Gelinen noktada, maalesef haklı olduğumuzun acı bir örneğini yaşıyoruz ve maalesef bu olayın, buzdağının görünen çok küçük bir parçası olduğunu düşünüyoruz. İzlenen politikanın merkezinde sadece para vardır, rant vardır. Bunun uğruna neler yapılabildiğine hep birlikte tanık olduk maalesef. “Sağlıkta dönüşüm ölüm getirir.” demiştik ve maalesef sağlıkta dönüşüm ölüm getirdi bu ülkede. Bu günlerin taşlarını döşeyenler, bu sistemi kuranlardır. Bizler, sağlığın doğuştan hak olduğunu, para ile alınıp satılamayacağını, herkesin eşit, nitelikli ve ücretsiz sağlık hizmetine ulaşabilmesinin gerektiğini, yine ve yüksek sesle dile getiriyoruz. Bizim istediğimiz sağlık politikasının merkezinde insan vardır, bilim vardır, emek ve liyakat vardır. Tüm bu nedenlerle sağlıkta dönüşüm denilen, insanlık değerlerini ayaklar altına alan garabete hemen şimdi son verilmelidir. Sağlık Bakanı, bir televizyon programında “Bir CİMER şikayeti ile, bir çeteyi çökerttik.” dedi. Biz buna özrü kabahatinden büyük, diyoruz. Aslında Sağlık Bakanı kendisi, yönetmekte ne denli kusurlu olduğunu ikrar etmiş oldu. Sağlık Bakanı tüm bu olaylar oluyorken, İstanbul’un 6 yıldır İl Sağlık Müdürüydü. Denetleme mekanizmalarını işletmiş olsaydı, yaşanan olayın daha en başında, kolayca tespit edileceği, hepimizin malumudur.

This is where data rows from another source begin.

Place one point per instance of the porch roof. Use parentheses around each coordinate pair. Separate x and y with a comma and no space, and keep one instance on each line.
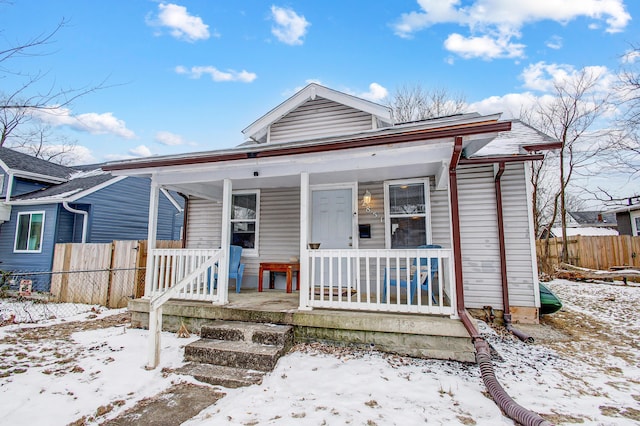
(407,150)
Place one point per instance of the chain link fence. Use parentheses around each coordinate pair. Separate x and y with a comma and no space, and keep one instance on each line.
(28,296)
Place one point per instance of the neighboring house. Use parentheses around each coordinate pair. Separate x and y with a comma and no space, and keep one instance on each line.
(628,217)
(588,223)
(45,203)
(331,168)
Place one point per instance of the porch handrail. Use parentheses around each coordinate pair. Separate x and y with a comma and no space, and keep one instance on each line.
(160,297)
(381,280)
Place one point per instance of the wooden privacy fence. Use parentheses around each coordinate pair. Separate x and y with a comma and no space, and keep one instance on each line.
(602,252)
(107,274)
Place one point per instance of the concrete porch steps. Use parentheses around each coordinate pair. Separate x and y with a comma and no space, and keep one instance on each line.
(235,353)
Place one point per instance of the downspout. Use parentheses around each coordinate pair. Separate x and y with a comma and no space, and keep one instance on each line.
(483,355)
(506,313)
(85,219)
(7,195)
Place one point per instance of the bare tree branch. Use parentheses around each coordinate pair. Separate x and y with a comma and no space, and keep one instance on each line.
(414,103)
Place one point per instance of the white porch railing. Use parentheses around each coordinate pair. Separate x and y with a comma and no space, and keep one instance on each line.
(381,280)
(192,269)
(183,274)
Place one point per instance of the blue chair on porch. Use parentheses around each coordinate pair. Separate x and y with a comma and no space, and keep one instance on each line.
(420,275)
(236,269)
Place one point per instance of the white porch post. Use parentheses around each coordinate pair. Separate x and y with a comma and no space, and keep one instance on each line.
(303,276)
(225,241)
(153,343)
(151,234)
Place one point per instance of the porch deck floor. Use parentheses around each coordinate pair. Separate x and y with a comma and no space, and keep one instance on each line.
(429,336)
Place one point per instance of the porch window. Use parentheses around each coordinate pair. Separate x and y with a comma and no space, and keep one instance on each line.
(407,205)
(244,219)
(29,230)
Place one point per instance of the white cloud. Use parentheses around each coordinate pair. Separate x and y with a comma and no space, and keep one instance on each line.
(631,56)
(80,154)
(169,139)
(502,20)
(554,42)
(376,93)
(140,151)
(510,104)
(94,123)
(217,75)
(543,77)
(181,25)
(289,27)
(484,47)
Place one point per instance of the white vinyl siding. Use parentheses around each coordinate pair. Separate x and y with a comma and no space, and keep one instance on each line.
(440,217)
(319,118)
(279,227)
(204,224)
(520,273)
(480,241)
(479,237)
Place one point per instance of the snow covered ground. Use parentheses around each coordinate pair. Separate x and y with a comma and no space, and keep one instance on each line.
(583,368)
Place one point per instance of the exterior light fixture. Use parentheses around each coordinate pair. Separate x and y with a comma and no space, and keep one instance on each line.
(366,198)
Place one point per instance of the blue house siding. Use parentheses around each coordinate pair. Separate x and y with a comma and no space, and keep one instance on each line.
(66,227)
(30,262)
(3,183)
(23,186)
(121,212)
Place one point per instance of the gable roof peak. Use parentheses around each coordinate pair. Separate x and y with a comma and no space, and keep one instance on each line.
(258,129)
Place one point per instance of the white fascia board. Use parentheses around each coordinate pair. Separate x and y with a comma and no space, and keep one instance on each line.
(93,189)
(69,197)
(36,176)
(324,162)
(311,91)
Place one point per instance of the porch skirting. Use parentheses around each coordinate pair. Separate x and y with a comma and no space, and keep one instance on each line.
(423,336)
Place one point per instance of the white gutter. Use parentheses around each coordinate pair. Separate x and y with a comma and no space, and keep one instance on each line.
(7,196)
(172,200)
(85,220)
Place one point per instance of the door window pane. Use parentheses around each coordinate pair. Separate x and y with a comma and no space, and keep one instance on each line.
(244,219)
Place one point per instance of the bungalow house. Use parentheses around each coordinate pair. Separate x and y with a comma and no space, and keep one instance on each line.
(429,217)
(45,203)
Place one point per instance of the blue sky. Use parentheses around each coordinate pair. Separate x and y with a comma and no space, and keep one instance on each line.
(190,75)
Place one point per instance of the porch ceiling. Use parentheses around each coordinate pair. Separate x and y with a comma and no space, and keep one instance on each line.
(359,165)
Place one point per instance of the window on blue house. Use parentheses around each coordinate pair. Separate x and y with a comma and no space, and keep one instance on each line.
(29,231)
(244,220)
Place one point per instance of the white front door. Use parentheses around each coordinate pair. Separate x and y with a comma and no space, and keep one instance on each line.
(332,218)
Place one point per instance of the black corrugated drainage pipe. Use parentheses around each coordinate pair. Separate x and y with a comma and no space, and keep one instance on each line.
(506,313)
(483,356)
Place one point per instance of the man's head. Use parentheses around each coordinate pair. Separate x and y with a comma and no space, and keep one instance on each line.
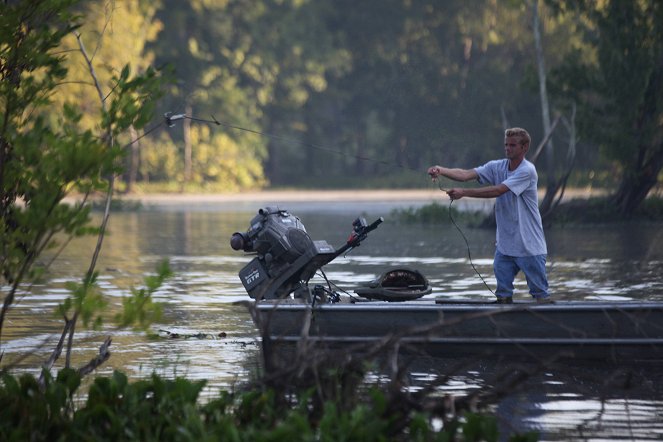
(521,134)
(516,144)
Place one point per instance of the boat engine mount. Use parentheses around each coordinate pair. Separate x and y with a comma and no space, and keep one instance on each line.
(286,256)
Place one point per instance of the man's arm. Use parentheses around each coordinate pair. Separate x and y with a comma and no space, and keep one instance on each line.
(454,174)
(478,192)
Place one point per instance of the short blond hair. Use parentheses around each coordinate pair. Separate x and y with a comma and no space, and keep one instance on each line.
(519,133)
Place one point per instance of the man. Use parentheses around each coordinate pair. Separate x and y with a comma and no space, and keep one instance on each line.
(521,244)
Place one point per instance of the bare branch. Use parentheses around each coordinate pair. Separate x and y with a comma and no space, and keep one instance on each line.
(102,357)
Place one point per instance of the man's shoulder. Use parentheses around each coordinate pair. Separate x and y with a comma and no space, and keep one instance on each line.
(495,164)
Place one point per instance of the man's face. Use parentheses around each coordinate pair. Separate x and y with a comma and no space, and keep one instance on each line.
(513,148)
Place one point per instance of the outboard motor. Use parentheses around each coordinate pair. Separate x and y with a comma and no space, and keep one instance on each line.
(285,254)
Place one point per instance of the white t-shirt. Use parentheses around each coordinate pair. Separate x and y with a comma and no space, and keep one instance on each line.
(519,227)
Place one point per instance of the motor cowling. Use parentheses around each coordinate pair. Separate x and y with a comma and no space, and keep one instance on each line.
(285,254)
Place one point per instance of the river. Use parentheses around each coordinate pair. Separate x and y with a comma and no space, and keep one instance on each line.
(598,262)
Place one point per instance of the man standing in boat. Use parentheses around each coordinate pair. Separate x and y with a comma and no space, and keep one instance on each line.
(521,244)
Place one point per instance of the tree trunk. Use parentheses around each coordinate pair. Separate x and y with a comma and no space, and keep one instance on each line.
(132,167)
(188,162)
(634,187)
(551,186)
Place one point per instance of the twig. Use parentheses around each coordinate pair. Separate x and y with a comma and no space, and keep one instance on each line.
(102,357)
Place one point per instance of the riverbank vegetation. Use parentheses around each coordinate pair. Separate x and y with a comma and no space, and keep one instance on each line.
(593,210)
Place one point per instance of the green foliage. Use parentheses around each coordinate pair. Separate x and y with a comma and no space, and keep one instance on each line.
(31,411)
(157,409)
(618,88)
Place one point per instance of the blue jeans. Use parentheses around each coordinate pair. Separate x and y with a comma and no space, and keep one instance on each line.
(507,267)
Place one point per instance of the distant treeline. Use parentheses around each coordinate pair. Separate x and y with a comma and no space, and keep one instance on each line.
(345,93)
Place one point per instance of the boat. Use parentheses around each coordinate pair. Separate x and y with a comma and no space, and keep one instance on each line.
(288,308)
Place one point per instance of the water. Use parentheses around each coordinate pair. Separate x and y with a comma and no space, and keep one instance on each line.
(611,262)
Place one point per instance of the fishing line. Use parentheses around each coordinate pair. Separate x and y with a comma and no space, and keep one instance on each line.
(467,243)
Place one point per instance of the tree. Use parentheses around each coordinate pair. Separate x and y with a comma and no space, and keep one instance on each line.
(47,152)
(620,89)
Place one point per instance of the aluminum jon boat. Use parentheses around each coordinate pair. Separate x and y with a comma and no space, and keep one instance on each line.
(392,307)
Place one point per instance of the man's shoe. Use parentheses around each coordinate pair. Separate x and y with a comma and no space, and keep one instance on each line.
(504,300)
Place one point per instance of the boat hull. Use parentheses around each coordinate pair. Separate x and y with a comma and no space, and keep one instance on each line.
(617,331)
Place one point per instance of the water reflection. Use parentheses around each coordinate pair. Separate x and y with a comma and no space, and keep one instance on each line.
(622,262)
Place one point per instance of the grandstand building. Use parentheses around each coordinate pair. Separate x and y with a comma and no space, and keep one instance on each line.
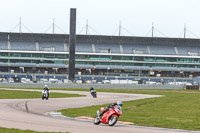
(100,55)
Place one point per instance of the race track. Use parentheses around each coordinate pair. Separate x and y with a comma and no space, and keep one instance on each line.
(29,114)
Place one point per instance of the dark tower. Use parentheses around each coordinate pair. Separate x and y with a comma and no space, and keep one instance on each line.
(72,44)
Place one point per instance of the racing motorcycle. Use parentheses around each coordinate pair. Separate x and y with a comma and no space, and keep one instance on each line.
(110,117)
(45,94)
(93,93)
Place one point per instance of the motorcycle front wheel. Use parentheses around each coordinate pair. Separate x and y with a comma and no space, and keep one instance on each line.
(112,120)
(97,121)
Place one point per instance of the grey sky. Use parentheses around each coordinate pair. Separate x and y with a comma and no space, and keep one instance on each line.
(136,16)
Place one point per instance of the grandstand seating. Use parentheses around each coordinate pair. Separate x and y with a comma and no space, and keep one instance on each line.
(22,45)
(189,69)
(137,68)
(183,50)
(51,65)
(165,68)
(3,45)
(114,48)
(84,66)
(128,48)
(83,47)
(161,49)
(51,46)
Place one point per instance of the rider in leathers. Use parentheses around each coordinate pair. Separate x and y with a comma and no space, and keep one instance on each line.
(111,106)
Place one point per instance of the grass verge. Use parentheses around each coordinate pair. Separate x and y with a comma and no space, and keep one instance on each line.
(177,110)
(13,130)
(15,94)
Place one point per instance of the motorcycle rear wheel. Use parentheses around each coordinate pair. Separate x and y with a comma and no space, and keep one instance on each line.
(97,121)
(112,120)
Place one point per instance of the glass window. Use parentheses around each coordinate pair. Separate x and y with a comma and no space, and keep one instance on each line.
(37,55)
(4,54)
(15,54)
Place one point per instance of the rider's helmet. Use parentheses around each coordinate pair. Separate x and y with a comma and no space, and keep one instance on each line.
(119,103)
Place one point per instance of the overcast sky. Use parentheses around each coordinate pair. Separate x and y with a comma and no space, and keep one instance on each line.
(104,16)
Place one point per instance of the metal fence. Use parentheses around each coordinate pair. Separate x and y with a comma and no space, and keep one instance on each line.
(99,86)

İstanbul’un sağlığını yönetemeyen Sağlık Bakanı’nın ülkemizin sağlığını yönetemeyeceği açıktır. Kendisini hemen, şimdi istifaya davet ediyoruz.
Konunun başka önemli bir yanı, bu olayın ardından kapatılan hastanelerde iyi hekimlik ilkelerine bağlı olarak görev yapan yüzlerce hekim ve sağlık çalışanının işsiz kalmasıdır. Bu hastaneler kamulaştırılmalıdır ve bu meslektaşlarımızın ve sağlık çalışanlarının hakları korunmalıdır. Ülkemizin dört bir yanında binlerce hekim ve sağlık çalışanı, çok defa kendi sağlıklarından, ailelerinden ödünler vererek gece gündüz demeden kendilerine yaşatılan türlü zorluklara rağmen can siparene şekilde görevlerini yapmakta, hastalarımızı sağlıklarına kavuşturmaya çalışmaktadırlar.
Yaşanan bu olayı, lanetle kınadığımızı, suçluların en ağır şekilde yargılanmaları gerektiğini bir kez daha dile getirmek istiyoruz. İstanbul Tabip Odası olayda adı geçen hekim demekte zorlandığımız kişiler hakkında re’sen soruşturma başlatmıştır. Bu bilgiyi de sizlerle paylaşmak isteriz. Ülkemizin her kurumunda olduğu gibi, sağlıktaki yozlaşma ve çürüme ile de hep birlikte mücadele etmeliyiz. Bebeklerimizi, hastalarımızı, toplumu ve sağlık çalışanlarını bu pervasızlıktan hep birlikte koruyacağız. Son sözümüz de hastalarımıza, hasta yakınlarımıza olsun isteriz. Yıllardır hastalarımıza iyi hekimlik yapabilmek için mücadele veriyoruz. Bunun için aynı tarafta olduğumuzu bir kez daha hatırlatmak isteriz. Bu kirli, paracı, piyasacı düzenle hep birlikte mücadele edelim. Bizlere teslim ettiğiniz sağlığınızın, tüm bu kötü çalışma koşullarına karşın emin ellerde olduğunu bilin. Bizler Türk Tabipleri Birliği ve Eskişehir-Bilecik Tabip Odası olarak iyi hekimlik için, toplumun sağlık hakkı için mücadele etmeye devam edeceğiz. Başka bir sağlık sisteminin mümkün olduğunu ve bunu gerçekleştirmenin çok da kolay olduğunu biliyoruz” ifadelerini kullandı.